Answer: SLA stands for Service Level Agreement. This is a formal agreement between a service provider such as Amazon S3 and a customer like you or me who want to use the service. What is this agreement on? The agreement is on factors like performance, reliability, availability, data durability, and support response times majorly but it can be on several other factors.

Q5. Can you explain some of the popular SLAs in the market by the service providers of distributed storage systems?

Answer: Below are some standard SLA components distributed storage system service providers provide.

1. Data Durability: Data durability is the likelihood of data loss over a specific period. Service providers often say it in terms of the number of nines (e.g., 99.999999999% in a year); this means that there will be no data loss for this percentage in a year.

2. Data Availability: Data Availability refers to the percentage of time for the storage system to be available and accessible. Service providers often say it in terms of the number of nines (e.g. 99.9% in a year), meaning there will be no access problems for that long.

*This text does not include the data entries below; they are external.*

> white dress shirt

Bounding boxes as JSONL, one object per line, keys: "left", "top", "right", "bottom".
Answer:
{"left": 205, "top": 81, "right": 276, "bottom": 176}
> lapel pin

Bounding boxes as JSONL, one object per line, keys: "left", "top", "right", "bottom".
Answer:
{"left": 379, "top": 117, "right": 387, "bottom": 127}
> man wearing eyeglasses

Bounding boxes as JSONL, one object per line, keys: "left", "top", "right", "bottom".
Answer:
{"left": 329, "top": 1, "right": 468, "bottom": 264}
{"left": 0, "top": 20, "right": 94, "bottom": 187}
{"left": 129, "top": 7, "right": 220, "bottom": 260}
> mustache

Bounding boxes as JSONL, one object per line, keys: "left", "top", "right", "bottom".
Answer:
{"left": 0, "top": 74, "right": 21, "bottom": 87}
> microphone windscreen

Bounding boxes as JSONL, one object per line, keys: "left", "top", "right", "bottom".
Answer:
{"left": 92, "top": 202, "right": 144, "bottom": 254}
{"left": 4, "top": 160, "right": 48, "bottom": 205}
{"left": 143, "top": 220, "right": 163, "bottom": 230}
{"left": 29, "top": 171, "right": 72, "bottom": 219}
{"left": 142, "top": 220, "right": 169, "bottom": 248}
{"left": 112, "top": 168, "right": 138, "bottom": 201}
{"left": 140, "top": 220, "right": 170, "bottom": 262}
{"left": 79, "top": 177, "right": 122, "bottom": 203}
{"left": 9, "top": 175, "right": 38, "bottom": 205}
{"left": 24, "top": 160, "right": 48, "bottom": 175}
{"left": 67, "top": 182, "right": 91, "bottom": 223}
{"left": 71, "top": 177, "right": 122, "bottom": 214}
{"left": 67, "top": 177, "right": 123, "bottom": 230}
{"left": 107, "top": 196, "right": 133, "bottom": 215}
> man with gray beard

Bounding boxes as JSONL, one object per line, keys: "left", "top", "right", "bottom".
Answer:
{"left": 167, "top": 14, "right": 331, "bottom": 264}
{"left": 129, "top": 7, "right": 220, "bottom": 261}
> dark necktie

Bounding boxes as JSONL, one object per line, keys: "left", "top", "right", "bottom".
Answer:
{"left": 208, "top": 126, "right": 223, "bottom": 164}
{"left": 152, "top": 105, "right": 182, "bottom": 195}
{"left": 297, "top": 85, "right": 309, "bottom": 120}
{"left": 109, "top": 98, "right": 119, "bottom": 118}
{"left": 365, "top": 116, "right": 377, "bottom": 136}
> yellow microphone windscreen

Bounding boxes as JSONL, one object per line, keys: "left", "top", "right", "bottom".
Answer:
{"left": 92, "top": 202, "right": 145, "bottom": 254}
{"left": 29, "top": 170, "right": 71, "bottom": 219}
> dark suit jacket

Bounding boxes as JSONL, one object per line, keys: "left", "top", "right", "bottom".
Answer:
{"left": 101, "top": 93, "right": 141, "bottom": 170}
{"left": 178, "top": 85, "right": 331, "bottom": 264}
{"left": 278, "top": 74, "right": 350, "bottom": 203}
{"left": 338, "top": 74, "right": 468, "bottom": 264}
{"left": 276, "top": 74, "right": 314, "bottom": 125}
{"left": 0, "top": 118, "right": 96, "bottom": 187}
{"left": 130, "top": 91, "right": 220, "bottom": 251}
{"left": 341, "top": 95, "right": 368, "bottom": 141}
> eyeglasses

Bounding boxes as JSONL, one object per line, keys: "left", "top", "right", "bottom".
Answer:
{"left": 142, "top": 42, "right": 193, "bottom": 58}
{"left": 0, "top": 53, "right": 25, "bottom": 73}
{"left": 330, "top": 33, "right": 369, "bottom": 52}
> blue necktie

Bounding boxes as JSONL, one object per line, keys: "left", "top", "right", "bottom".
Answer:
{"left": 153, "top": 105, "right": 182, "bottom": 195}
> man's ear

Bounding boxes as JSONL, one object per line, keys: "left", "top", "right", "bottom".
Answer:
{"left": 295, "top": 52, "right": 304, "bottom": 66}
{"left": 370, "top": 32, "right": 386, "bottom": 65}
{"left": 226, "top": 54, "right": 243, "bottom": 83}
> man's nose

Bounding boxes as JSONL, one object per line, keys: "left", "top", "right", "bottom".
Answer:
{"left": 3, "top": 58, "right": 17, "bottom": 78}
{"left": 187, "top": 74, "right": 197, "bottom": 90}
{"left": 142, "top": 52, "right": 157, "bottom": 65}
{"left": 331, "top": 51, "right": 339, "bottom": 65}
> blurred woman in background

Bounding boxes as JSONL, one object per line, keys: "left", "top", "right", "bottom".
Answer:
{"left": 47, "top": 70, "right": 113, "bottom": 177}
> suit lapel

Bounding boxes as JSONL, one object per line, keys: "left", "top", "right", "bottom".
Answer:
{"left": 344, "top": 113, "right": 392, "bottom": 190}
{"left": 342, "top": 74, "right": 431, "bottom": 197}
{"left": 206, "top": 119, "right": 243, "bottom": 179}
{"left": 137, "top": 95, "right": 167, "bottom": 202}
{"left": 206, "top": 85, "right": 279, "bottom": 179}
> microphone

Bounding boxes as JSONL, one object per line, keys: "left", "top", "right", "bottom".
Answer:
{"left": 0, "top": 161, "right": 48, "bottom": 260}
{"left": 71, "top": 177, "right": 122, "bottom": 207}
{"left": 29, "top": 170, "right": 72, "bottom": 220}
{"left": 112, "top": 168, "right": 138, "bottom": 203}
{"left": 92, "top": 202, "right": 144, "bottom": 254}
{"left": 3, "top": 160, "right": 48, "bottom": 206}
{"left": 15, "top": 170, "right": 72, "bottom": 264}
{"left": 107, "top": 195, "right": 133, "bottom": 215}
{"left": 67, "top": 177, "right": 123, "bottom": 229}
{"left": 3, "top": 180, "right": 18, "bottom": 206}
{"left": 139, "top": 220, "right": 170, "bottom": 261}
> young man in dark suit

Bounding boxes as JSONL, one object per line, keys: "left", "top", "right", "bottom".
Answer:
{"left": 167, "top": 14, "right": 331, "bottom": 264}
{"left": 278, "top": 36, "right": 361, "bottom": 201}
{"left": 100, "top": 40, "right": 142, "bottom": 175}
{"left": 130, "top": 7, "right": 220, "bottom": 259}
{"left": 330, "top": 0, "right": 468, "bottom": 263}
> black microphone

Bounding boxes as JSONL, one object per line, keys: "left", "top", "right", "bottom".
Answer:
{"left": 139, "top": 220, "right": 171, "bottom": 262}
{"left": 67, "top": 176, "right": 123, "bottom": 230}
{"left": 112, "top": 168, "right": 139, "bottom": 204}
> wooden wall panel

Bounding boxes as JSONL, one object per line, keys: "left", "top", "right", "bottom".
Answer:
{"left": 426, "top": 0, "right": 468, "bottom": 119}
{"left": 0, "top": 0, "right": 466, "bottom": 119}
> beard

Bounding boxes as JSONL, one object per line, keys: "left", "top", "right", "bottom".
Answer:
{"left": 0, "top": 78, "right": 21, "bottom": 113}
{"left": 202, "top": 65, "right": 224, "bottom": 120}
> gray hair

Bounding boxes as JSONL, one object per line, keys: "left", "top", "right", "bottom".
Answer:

3. Latency: Often called roundtrip latency, this is the time the system takes to respond to a specific request (e.g., read/write). Service providers would promise a consistent latency target even in worst-case scenarios.

4. Throughput: The amount of data in a certain time that will be transferred between the requester and the storage system is promised. This is also called bandwidth. A minimum level of throughput is always promised.

5. Data Security and Protection: SLAs on data security may not be in terms of numbers like the other SLAs. The service provider promises that they will adhere to certain standards on encryption, and data storage, such as GDPR, HIPAA, and other compliances.

6. Recovery Point Objective (RPO) and Recovery Time Objective (RTO): During a disaster recovery operation by the storage systems, RPO and RTO refer to maximum data loss in terms of time and maximum time for recovery, respectively.

7. Support Response Time: How much time it takes support to answer when you raise a problem and also to reply in between the conversations is defined by support response time. This depends on the category of membership you have and also the severity of the ticket raised. If it is a production impact issue, the service provider would mostly have to respond within minutes or below an hour.

Q6. What are the storage systems we use as part of day-to-day operations and not just big corporations?

Answer: Most computer and device users use Dropbox, IBM Box, Google Drive, Microsoft One Drive, iCloud, etc., as part of the day-to-day business and usage of devices. These are also huge distributed storage systems and have a complex design at the backend, but we mostly do not care how they are designed or meet SLAs.